In the US and in Europe, male-dominated media discussions seem to portray the Assange charges as a victory of Swedish authorities over the old canard that "date rape" is not prosecuted because of a tendency to "blame the victim." But in fact, whenever they are not prosecuting Julian Assange, if you are raped on a date, Swedish police are unlikely to pursue your assailant. If the victim has been drinking, or behaving in a way that can be stigmatized as sexually provocative, no matter how clear-cut the rape charge, Swedish police typically leave such charges by the wayside. "In analyzing attrition and the failings of the police and judicial system, Case Closed draws attention to 'discriminatory attitudes about female and male sexuality...Young (drunk) women, in particular, have problems fulfilling the stereotypical role of the 'ideal victim', with the consequence that neither rapes within intimate relationships nor 'date rapes' involving teenage girls result in legal action," reports Heape.

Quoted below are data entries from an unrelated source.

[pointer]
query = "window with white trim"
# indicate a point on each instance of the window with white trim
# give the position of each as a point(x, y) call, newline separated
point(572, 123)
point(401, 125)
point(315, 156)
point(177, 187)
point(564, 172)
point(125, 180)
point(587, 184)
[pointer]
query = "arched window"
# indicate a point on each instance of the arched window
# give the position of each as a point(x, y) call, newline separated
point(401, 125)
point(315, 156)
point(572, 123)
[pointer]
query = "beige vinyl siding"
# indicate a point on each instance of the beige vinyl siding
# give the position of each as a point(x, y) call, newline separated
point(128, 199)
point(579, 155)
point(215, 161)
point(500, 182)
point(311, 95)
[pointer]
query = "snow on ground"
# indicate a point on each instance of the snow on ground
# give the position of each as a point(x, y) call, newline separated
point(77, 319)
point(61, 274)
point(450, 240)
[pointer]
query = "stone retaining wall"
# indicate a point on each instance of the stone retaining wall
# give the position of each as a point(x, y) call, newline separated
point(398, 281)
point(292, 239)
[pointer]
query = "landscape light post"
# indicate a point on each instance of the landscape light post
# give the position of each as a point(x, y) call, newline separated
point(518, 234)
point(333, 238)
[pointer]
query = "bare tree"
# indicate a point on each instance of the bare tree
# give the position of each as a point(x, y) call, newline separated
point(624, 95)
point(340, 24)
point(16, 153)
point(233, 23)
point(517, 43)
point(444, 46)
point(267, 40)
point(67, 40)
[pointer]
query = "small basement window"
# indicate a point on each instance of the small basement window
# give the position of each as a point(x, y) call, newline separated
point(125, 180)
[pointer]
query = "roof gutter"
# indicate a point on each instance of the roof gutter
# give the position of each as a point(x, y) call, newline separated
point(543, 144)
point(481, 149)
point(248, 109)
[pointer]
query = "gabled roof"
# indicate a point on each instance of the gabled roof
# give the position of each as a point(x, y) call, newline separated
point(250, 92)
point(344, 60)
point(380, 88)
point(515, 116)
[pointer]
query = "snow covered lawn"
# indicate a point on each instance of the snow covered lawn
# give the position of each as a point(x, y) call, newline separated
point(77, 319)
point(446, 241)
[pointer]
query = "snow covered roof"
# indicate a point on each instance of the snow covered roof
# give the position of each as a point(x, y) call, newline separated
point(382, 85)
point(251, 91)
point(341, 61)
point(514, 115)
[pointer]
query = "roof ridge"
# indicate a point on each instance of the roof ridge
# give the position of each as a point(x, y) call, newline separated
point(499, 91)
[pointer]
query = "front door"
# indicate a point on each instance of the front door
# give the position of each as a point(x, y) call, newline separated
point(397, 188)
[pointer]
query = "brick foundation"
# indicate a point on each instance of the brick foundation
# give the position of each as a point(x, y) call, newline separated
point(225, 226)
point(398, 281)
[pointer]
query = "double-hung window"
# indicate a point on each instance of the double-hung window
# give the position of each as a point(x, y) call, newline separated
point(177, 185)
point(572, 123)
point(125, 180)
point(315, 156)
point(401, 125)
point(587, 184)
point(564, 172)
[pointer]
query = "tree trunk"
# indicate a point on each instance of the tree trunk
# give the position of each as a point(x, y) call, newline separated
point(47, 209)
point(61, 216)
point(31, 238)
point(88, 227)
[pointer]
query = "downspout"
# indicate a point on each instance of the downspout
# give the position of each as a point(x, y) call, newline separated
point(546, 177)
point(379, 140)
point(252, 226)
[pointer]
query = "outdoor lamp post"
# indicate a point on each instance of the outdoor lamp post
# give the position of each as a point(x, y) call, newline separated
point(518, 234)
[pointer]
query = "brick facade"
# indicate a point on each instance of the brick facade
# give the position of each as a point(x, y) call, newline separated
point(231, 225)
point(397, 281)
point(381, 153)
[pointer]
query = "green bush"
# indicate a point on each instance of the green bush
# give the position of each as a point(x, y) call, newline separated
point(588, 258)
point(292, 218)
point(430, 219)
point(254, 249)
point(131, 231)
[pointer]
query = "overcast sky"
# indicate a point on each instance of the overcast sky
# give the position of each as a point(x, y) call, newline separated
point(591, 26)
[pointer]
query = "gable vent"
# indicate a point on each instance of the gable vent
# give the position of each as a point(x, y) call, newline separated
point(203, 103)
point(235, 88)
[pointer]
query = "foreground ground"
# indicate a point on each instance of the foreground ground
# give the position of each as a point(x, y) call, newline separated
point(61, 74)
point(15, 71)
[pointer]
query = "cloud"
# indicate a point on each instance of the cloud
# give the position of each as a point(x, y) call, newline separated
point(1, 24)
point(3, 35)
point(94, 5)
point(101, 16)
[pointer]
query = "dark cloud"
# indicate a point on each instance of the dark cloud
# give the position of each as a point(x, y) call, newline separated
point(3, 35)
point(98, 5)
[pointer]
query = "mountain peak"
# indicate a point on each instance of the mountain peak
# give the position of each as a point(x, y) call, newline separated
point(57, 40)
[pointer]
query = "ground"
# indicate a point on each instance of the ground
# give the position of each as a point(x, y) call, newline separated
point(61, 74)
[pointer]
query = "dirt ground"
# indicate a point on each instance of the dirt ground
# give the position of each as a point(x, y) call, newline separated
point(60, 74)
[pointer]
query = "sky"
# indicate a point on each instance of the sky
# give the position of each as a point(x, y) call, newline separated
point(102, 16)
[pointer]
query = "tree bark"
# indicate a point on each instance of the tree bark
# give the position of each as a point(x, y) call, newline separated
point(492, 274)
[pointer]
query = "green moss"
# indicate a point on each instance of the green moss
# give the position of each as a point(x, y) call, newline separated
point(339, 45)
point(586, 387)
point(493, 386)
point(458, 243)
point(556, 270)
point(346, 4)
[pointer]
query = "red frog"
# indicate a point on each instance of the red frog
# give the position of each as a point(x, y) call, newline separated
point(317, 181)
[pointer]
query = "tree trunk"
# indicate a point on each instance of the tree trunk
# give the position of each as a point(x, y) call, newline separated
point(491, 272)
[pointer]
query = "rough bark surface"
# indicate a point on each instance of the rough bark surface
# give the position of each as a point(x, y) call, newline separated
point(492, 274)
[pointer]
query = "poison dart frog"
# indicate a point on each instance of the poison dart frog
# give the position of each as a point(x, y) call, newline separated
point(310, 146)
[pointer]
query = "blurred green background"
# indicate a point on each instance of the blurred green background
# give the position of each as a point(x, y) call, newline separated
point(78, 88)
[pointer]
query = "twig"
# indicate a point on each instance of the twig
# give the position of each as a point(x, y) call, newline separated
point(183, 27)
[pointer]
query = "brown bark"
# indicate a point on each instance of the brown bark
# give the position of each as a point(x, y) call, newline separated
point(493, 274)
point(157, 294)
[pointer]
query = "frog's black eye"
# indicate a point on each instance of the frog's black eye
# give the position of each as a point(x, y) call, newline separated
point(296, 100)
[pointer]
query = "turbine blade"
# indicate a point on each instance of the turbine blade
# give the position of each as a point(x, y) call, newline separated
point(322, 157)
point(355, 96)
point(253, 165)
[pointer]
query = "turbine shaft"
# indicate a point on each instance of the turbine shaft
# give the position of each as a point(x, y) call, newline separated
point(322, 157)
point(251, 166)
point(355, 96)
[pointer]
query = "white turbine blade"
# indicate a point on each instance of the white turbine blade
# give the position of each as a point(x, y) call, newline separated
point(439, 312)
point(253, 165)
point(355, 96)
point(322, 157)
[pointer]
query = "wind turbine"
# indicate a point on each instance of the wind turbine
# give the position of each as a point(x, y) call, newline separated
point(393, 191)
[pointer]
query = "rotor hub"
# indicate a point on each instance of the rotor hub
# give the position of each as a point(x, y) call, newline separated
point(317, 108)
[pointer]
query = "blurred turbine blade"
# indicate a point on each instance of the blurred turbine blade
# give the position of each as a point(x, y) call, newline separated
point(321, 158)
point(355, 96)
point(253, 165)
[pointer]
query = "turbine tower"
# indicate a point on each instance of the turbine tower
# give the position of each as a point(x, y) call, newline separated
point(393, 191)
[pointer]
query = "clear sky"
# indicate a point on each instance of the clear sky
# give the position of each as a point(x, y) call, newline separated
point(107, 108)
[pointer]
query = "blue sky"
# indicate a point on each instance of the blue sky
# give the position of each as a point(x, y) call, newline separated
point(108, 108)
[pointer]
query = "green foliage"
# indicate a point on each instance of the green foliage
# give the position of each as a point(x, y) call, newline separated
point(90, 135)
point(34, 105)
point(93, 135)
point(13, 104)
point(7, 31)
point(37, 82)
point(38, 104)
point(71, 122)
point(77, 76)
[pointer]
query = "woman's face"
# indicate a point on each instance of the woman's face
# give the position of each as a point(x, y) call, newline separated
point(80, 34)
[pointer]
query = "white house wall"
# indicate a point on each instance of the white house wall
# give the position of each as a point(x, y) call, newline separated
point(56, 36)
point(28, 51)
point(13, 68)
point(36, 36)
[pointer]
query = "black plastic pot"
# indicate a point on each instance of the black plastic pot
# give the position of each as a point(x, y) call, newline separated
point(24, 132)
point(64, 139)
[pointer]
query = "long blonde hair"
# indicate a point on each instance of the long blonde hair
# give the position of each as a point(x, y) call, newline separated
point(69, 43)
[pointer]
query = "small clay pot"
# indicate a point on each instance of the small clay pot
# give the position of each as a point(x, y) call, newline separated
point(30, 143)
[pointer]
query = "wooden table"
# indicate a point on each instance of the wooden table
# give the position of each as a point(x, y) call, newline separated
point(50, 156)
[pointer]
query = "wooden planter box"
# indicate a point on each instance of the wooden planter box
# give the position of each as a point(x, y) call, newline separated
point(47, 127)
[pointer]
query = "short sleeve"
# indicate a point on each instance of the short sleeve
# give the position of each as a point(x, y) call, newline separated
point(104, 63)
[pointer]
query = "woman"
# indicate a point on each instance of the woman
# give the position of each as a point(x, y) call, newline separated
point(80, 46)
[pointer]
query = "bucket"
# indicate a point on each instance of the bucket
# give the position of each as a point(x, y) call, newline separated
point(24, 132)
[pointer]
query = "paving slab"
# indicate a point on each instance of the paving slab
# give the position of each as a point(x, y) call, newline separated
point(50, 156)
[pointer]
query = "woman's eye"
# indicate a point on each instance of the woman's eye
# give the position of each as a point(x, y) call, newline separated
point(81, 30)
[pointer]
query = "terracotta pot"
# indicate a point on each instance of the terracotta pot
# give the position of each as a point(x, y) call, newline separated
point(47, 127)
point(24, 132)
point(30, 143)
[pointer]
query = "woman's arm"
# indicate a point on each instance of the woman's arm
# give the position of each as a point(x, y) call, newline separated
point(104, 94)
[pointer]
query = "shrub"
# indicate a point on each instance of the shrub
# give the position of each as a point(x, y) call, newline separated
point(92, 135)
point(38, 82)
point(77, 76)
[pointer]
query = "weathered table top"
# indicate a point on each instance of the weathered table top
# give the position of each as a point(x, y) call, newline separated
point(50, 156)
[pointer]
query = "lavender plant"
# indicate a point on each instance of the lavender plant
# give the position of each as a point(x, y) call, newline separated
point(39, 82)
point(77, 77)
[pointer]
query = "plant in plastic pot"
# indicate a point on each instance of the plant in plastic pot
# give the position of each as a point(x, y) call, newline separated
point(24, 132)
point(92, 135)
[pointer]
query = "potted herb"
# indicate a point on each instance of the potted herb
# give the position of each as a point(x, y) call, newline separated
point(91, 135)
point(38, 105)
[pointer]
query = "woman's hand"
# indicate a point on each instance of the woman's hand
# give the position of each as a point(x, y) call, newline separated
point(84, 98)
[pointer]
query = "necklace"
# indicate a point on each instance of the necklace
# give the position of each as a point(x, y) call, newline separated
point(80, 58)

"Helena Sutourius, an expert in legal proceedings in sexual offense cases, concludes that, in Sweden, 'the focus appears to be on the woman's behaviour, rather than on the act that is the object of the investigation.'" Swedish prosecutors and police don't even keep proper track of their own rape issue and how their own police handle or mishandle cases. Amnesty accused Sweden of little scrutiny of or research into the quality of its own rape crime investigations, "a serious shortcoming that needs to be addressed immediately."

Finally, remember that in the Assange case it is the State rather than the women themselves that is bringing the charges. The Swedish state -- which has proven, in politically neutral cases that merely involve actual assaults against women -- such a shameful custodian of raped victims' well-being.

And then, conclude: shame on Sweden; shame on Interpol; shame on Britain. And lasting shame, given this farcical hijacking of a sex crime law that is scarcely ever enforced in Sweden in far less ambiguous contexts, on the United States of America.